The site in question, Mountgorry, has been one of the most controversial pieces of land in north Dublin, and was the subject of extensive investigations by the planning tribunal relating to periods when the land was under different ownership.
In 1989, Dublin County Council was ordered to pay £1.9 million compensation to the then owners, builders Mr Tom Brennan and Mr Joe McGowan, after they were refused planning permission by the council and by An Bord Pleanála.
The compensation was the equivalent of the cost of more than 60 new three-bedroom homes in the north Dublin area. The site was not zoned for housing at the time.
The developers of land which was previously the subject of a compensation payment on a planning refusal have to repay that compensation if planning approval is eventually granted.

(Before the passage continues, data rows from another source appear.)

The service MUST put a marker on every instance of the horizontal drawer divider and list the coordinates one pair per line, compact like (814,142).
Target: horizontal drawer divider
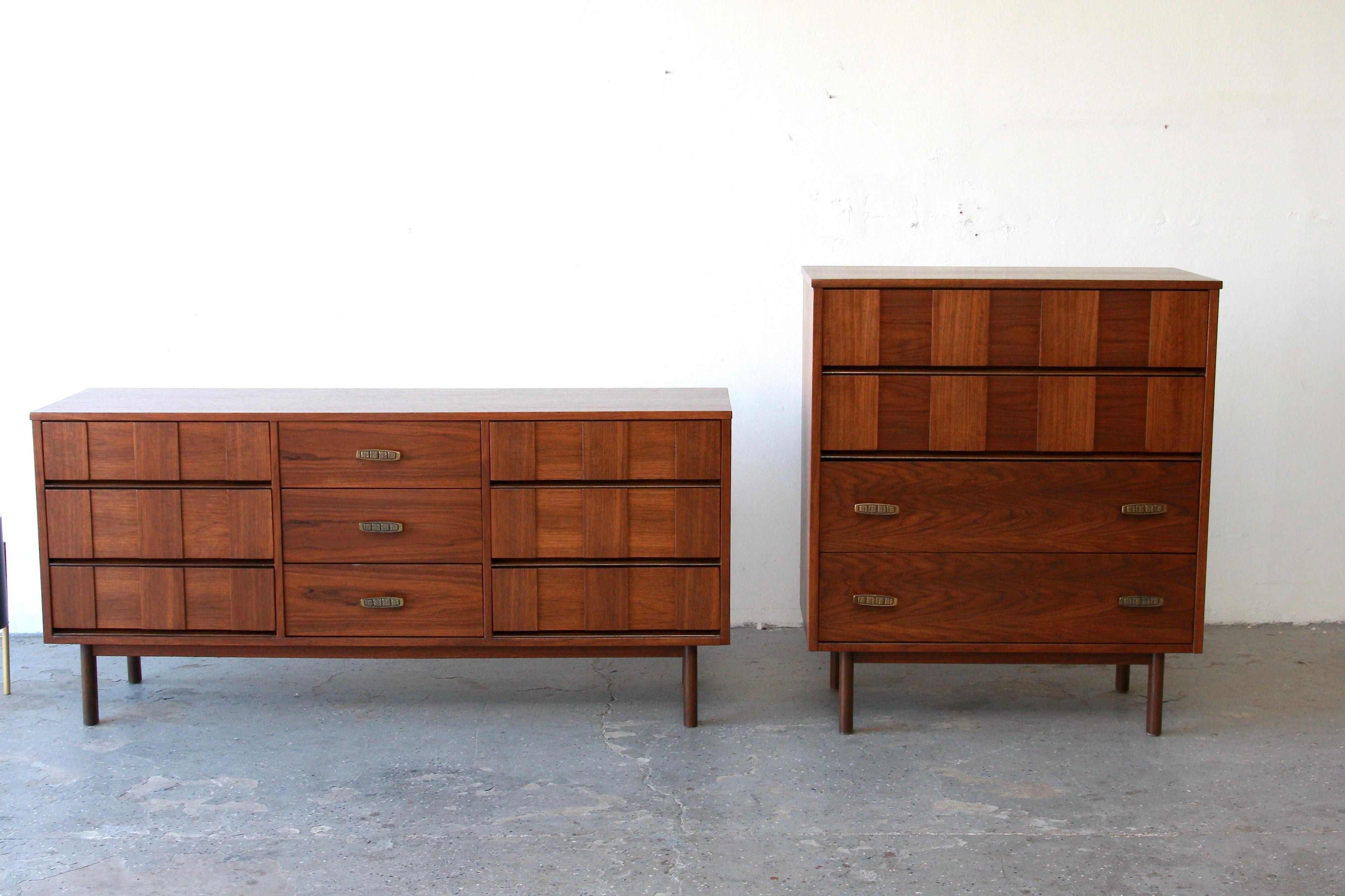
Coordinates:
(178,485)
(1017,372)
(181,562)
(1003,455)
(606,483)
(600,562)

As a result, the current developers, Canon Kirk, who bought the site in the late 1990s, last year paid Fingal County Council 2.4 million. This would buy just six standard three-bedroom houses in the area.
The Mountgorry land was the subject of inquiry in 1974, when gardaí investigated links between a £15,000 payment by Brennan and McGowan to Mr Ray Burke and an application to have the land rezoned for housing.
The planning tribunal also investigated the compensation payment to the builders in 1989, and another £50,000 payment by its subsequent owners, Mr Tom Bailey and Mr Michael Bailey, of Bovale Developments.
Meanwhile, An Post has agreed to a Malahide address for the development. The builders, Canon Kirk, have rejected a claim that the Malahide address adds any value to the properties.
A spokesman for Fingal County Council said that it had received a number of complaints about the address and it considered the site to be in Swords.
Fingal County Council has claimed that the developers of Waterside Estate on the Mountgorry site were incorrectly using a Malahide address when the site was actually in Swords. Officials of the council have said that the Malahide address can add €100,000 to the price of the houses, a claim rejected by the current developers.